4.5 Conclusions and Future Perspectives

Microalgae are known to be sustainable feedstocks for biofuels and valuable compounds which are important in food, health and animal production industries. However, biomass production on a large scale is still an insurmountable challenge that need to be solved in terms of technological, economics and ecological viability. Photobioreactor is the best alternative to produce high-quality microalgae biomass but strategies are needed to build an economical, efficient and high-throughput microalgae production system. Efficient production of biomass through balancing the use of energy and reducing cost should be the focus in designing bioreactors. Microalgae growth factors including light, carbon dioxide and nutrients have to be technologically manipulated to develop a simple, efficient and cost-effective photobioreactor with high production rate but minimal construction and operation cost.
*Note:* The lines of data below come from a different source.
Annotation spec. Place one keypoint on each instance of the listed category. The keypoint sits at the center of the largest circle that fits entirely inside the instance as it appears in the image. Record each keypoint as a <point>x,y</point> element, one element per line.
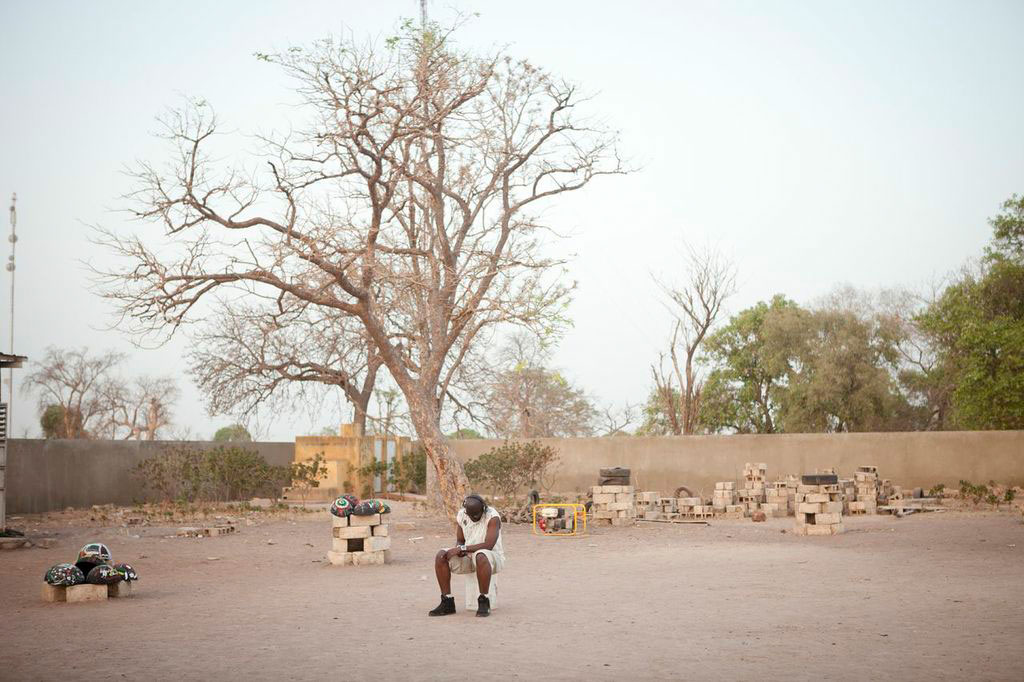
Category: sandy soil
<point>927,597</point>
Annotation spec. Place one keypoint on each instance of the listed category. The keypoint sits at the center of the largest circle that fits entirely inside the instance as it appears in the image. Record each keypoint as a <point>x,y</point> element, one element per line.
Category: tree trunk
<point>451,476</point>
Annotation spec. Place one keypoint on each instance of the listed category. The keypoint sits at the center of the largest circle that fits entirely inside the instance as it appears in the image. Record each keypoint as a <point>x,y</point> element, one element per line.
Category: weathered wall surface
<point>51,474</point>
<point>915,459</point>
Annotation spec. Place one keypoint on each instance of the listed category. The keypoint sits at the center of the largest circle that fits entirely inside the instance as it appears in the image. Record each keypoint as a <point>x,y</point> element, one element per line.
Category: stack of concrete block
<point>731,511</point>
<point>86,592</point>
<point>613,505</point>
<point>865,480</point>
<point>724,496</point>
<point>819,510</point>
<point>360,541</point>
<point>694,508</point>
<point>646,503</point>
<point>752,495</point>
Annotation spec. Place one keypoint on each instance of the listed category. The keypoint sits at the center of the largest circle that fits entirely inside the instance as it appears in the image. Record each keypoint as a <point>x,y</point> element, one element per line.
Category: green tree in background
<point>55,425</point>
<point>232,433</point>
<point>847,374</point>
<point>978,327</point>
<point>753,357</point>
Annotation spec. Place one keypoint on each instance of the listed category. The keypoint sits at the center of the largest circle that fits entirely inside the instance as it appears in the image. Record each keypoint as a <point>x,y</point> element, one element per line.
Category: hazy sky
<point>814,142</point>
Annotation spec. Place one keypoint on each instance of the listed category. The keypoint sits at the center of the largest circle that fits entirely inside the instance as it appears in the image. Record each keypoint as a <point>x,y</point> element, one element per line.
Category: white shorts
<point>467,564</point>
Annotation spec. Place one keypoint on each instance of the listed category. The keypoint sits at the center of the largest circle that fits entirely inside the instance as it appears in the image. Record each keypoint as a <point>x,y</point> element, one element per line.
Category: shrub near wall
<point>221,474</point>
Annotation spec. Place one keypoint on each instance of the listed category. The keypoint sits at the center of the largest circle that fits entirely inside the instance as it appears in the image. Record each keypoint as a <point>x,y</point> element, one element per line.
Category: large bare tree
<point>406,201</point>
<point>249,356</point>
<point>525,398</point>
<point>139,410</point>
<point>695,303</point>
<point>75,380</point>
<point>94,401</point>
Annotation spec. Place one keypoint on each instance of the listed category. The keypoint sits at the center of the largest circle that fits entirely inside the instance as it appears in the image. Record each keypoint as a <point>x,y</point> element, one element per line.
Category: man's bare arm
<point>488,542</point>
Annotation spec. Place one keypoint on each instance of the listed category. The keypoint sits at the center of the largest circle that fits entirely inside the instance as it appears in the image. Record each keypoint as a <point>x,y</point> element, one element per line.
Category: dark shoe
<point>446,607</point>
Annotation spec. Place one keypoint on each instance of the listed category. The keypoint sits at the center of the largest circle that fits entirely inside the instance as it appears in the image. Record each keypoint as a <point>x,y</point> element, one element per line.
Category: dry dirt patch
<point>937,596</point>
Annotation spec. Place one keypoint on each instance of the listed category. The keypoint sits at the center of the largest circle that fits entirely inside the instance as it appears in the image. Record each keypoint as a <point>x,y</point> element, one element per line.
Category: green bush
<point>185,474</point>
<point>509,469</point>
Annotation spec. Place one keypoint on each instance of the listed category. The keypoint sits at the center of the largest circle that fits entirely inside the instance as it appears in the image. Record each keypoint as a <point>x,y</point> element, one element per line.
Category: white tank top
<point>475,533</point>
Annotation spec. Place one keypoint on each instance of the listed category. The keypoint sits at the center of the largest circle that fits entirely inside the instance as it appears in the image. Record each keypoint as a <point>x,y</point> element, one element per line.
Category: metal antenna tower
<point>10,268</point>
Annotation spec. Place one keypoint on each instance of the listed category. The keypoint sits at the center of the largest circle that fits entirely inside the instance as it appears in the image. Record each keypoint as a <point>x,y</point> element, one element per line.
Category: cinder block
<point>347,533</point>
<point>376,544</point>
<point>369,558</point>
<point>373,519</point>
<point>82,593</point>
<point>348,544</point>
<point>340,558</point>
<point>120,590</point>
<point>53,593</point>
<point>824,529</point>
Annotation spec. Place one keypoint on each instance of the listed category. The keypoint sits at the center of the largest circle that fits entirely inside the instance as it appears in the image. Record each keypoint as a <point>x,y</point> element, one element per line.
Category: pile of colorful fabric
<point>349,504</point>
<point>94,565</point>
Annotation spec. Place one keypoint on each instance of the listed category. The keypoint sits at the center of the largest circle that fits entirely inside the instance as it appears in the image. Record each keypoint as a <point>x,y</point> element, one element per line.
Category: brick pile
<point>752,495</point>
<point>613,505</point>
<point>865,480</point>
<point>724,496</point>
<point>646,501</point>
<point>819,510</point>
<point>360,541</point>
<point>780,498</point>
<point>693,508</point>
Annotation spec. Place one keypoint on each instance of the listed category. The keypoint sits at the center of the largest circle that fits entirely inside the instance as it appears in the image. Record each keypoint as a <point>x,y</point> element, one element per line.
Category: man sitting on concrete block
<point>478,549</point>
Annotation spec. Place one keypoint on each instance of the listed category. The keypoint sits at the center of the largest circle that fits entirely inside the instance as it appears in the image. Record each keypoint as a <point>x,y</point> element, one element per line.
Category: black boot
<point>446,607</point>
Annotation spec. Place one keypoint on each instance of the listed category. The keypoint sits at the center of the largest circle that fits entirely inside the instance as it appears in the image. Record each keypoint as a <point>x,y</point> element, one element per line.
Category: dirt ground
<point>928,597</point>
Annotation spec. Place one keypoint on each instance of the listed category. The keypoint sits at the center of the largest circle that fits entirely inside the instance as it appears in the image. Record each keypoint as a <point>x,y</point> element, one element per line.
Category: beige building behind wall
<point>347,457</point>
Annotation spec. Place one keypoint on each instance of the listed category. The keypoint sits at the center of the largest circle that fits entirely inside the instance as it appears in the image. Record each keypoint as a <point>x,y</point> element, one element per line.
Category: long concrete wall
<point>914,459</point>
<point>51,474</point>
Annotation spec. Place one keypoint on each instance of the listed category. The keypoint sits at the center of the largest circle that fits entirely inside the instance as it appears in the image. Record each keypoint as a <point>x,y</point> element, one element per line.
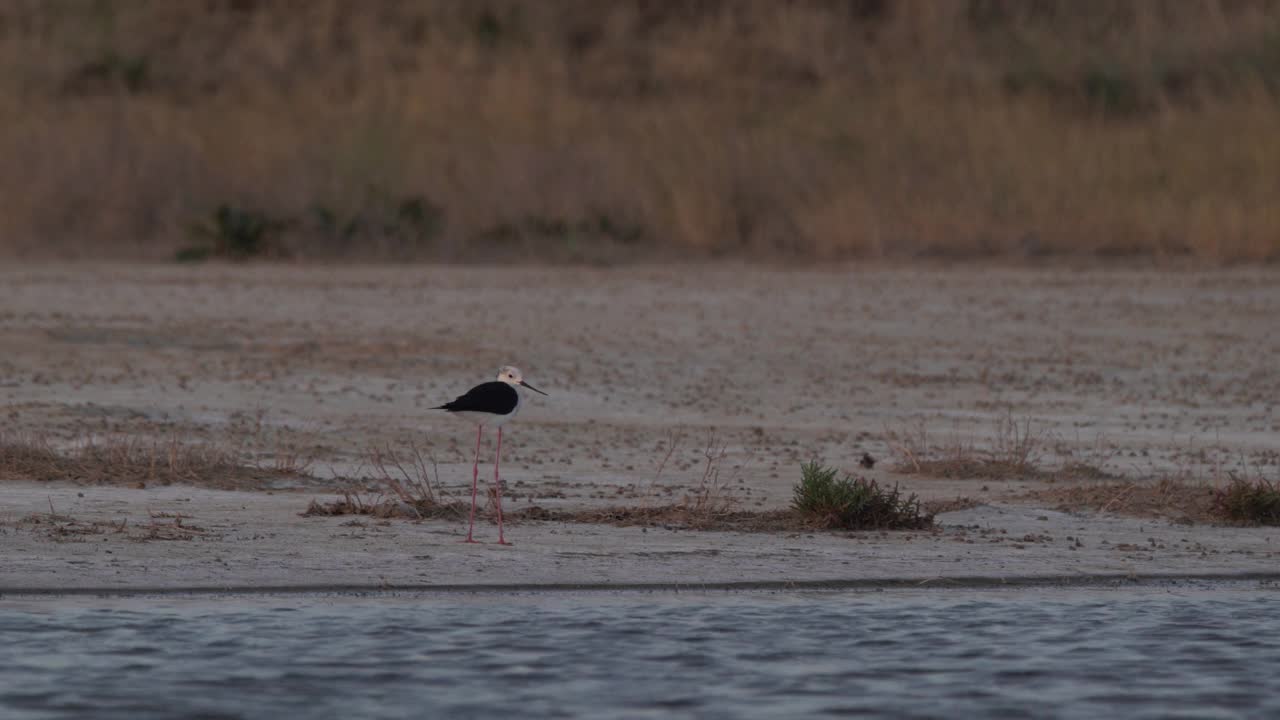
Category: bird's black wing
<point>494,397</point>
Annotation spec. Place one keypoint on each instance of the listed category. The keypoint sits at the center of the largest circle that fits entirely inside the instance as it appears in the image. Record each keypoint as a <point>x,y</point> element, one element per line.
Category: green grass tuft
<point>1248,502</point>
<point>846,502</point>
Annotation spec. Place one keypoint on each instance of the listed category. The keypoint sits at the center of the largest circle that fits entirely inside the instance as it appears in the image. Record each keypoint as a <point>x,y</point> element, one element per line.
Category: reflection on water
<point>1028,654</point>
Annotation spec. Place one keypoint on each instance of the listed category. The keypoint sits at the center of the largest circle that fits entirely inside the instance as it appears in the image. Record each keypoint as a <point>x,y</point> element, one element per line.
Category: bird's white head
<point>511,376</point>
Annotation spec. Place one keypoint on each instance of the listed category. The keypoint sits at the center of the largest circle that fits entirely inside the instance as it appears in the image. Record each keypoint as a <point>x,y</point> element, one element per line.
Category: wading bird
<point>489,404</point>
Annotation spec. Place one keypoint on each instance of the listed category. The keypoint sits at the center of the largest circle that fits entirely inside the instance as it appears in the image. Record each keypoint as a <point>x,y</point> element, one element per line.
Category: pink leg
<point>475,479</point>
<point>497,487</point>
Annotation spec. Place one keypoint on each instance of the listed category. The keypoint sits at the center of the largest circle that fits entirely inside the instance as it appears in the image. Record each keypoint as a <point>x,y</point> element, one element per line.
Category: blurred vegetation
<point>603,131</point>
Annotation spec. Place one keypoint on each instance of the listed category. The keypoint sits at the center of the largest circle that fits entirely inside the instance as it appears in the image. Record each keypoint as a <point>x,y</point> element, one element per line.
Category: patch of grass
<point>566,238</point>
<point>1015,452</point>
<point>1248,501</point>
<point>403,226</point>
<point>830,501</point>
<point>676,515</point>
<point>1168,497</point>
<point>234,233</point>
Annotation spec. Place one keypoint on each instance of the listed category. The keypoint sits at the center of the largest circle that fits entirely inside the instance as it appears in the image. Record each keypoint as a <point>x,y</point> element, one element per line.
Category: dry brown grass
<point>1016,451</point>
<point>65,528</point>
<point>602,131</point>
<point>1168,497</point>
<point>132,461</point>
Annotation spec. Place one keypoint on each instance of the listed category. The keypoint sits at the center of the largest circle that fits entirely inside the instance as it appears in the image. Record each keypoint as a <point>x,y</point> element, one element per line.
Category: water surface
<point>1182,652</point>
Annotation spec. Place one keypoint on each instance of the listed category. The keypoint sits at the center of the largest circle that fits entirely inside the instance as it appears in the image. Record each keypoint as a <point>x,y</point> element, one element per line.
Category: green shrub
<point>234,233</point>
<point>1248,502</point>
<point>848,502</point>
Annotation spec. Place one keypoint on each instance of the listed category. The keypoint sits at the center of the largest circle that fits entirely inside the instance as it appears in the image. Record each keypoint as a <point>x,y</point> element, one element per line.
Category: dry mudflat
<point>301,372</point>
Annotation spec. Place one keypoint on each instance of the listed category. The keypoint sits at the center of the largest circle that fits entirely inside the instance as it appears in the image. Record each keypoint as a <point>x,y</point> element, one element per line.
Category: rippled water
<point>940,654</point>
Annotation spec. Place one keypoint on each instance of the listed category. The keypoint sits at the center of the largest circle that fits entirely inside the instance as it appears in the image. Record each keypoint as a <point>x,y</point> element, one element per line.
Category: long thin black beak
<point>531,387</point>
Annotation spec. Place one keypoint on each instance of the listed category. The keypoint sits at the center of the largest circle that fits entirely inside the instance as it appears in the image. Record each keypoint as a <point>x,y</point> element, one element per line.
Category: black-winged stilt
<point>489,404</point>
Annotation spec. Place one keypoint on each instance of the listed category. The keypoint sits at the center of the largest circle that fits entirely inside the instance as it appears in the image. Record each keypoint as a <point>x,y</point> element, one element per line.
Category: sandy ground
<point>1138,373</point>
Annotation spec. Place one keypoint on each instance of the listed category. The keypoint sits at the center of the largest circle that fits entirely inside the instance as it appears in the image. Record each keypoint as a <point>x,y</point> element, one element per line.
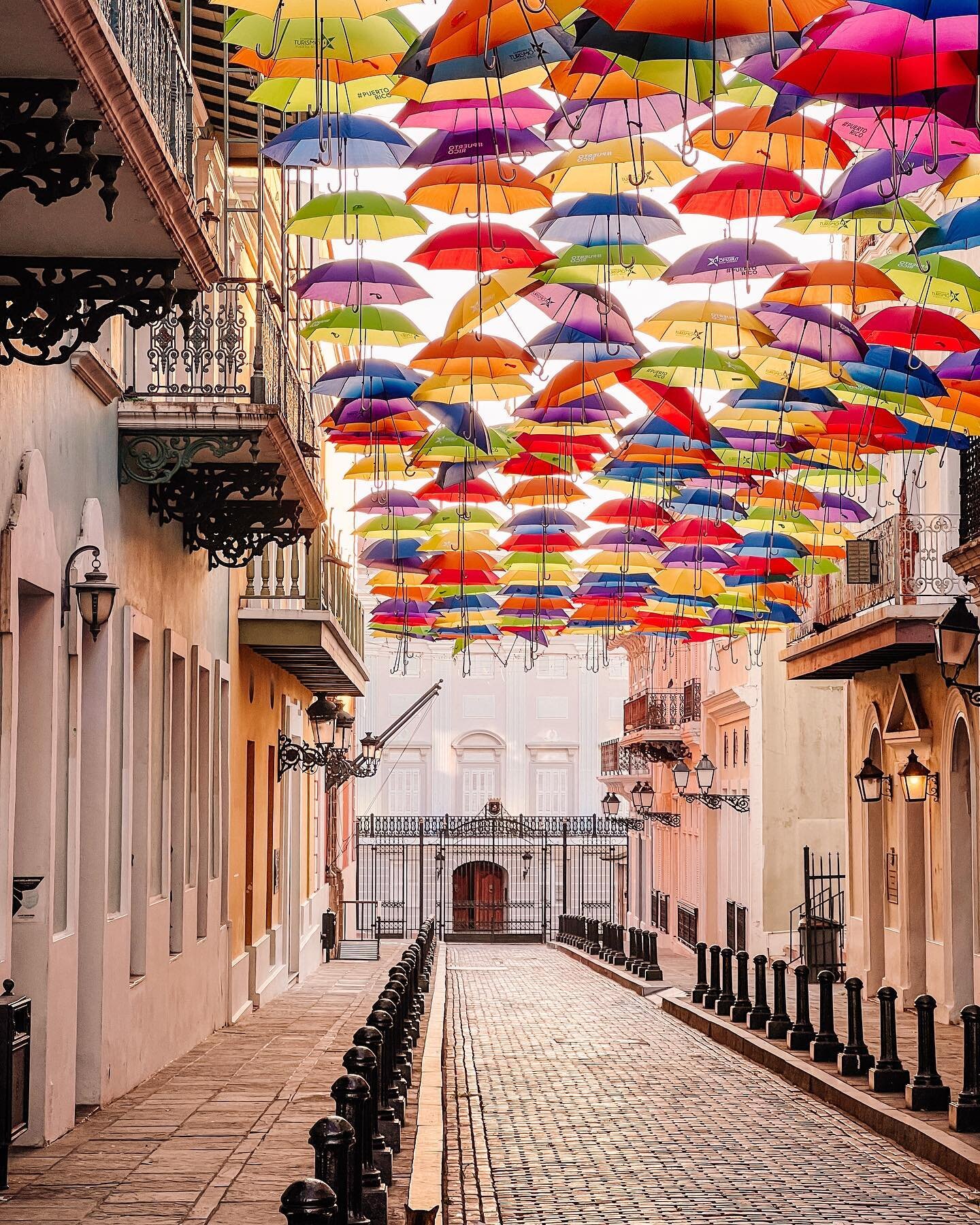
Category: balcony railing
<point>691,702</point>
<point>653,710</point>
<point>911,570</point>
<point>150,46</point>
<point>306,576</point>
<point>220,349</point>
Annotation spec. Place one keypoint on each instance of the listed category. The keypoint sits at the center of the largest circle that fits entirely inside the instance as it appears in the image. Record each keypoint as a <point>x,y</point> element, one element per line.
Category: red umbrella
<point>480,246</point>
<point>747,191</point>
<point>919,327</point>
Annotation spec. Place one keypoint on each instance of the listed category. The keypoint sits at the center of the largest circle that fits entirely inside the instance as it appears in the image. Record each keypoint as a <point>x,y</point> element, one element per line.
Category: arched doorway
<point>876,886</point>
<point>961,921</point>
<point>479,897</point>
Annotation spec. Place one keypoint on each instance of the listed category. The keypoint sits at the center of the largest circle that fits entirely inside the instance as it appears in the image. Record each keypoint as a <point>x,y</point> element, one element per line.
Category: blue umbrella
<point>958,231</point>
<point>891,370</point>
<point>348,141</point>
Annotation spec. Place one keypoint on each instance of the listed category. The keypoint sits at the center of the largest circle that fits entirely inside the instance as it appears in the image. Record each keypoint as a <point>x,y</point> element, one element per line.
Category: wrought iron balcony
<point>217,424</point>
<point>903,559</point>
<point>900,583</point>
<point>653,710</point>
<point>300,610</point>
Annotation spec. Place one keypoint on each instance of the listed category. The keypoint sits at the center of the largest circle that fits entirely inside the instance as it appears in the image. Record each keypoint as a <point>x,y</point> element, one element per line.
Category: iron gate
<point>491,876</point>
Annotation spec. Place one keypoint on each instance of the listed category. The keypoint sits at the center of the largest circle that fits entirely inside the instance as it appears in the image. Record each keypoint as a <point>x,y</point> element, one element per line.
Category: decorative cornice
<point>85,32</point>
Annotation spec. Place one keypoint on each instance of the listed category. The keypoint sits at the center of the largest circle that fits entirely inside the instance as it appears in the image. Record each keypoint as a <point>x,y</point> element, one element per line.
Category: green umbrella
<point>934,280</point>
<point>689,365</point>
<point>365,325</point>
<point>357,214</point>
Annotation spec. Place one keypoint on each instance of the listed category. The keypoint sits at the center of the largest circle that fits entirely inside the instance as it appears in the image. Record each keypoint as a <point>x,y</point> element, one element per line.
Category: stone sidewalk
<point>572,1100</point>
<point>218,1134</point>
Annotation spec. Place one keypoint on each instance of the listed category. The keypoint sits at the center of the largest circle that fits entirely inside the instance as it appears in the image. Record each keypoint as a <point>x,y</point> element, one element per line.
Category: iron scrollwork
<point>50,308</point>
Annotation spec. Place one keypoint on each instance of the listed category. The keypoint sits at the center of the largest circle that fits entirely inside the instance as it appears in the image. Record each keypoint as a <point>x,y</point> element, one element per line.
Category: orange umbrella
<point>833,283</point>
<point>478,188</point>
<point>791,144</point>
<point>583,379</point>
<point>476,355</point>
<point>467,29</point>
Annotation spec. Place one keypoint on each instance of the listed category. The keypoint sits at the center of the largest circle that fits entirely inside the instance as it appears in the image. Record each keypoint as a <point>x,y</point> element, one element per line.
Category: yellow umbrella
<point>713,324</point>
<point>615,167</point>
<point>462,390</point>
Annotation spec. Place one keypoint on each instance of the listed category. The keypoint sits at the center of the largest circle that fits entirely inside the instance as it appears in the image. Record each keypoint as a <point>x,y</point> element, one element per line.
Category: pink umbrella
<point>911,129</point>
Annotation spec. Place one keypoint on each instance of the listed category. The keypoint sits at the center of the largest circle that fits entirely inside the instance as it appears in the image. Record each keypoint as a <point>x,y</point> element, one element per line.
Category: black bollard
<point>888,1075</point>
<point>701,986</point>
<point>964,1113</point>
<point>361,1061</point>
<point>309,1202</point>
<point>653,973</point>
<point>727,996</point>
<point>742,1004</point>
<point>826,1047</point>
<point>926,1090</point>
<point>855,1059</point>
<point>332,1139</point>
<point>778,1024</point>
<point>368,1194</point>
<point>760,1012</point>
<point>715,986</point>
<point>802,1032</point>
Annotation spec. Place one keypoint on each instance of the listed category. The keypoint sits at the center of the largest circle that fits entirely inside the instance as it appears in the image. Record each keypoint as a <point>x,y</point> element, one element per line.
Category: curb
<point>425,1181</point>
<point>902,1126</point>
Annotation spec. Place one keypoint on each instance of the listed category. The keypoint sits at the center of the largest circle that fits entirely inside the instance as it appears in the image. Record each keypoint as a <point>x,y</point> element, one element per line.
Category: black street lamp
<point>872,783</point>
<point>918,783</point>
<point>957,634</point>
<point>95,593</point>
Additional features to increase efficiency of the bioreactor such as efficient light harvesting with suitable light spectrum and adjustable photoperiod, suitable fluid dynamics to ensure optimised dispersion of microalgal cells, adjustable application of nutrient stress to trigger the production of high lipids contents in the algal cells, and automated oxygen discharge structure are necessary to overcome biomass production limitation. Natural light, gas and nutrient sources should be used to defray the operation cost. Strategic bioreactor should be flexible and adjustable to suit different species of microalgae and the target compounds and can be used in many areas with different climatic conditions. Large-scale photobioreactors should not be only technically improved but should be made economically feasible. Once technologically and economically improvised, photobioreactors could generate all the resources that are valuable and useful to global communities.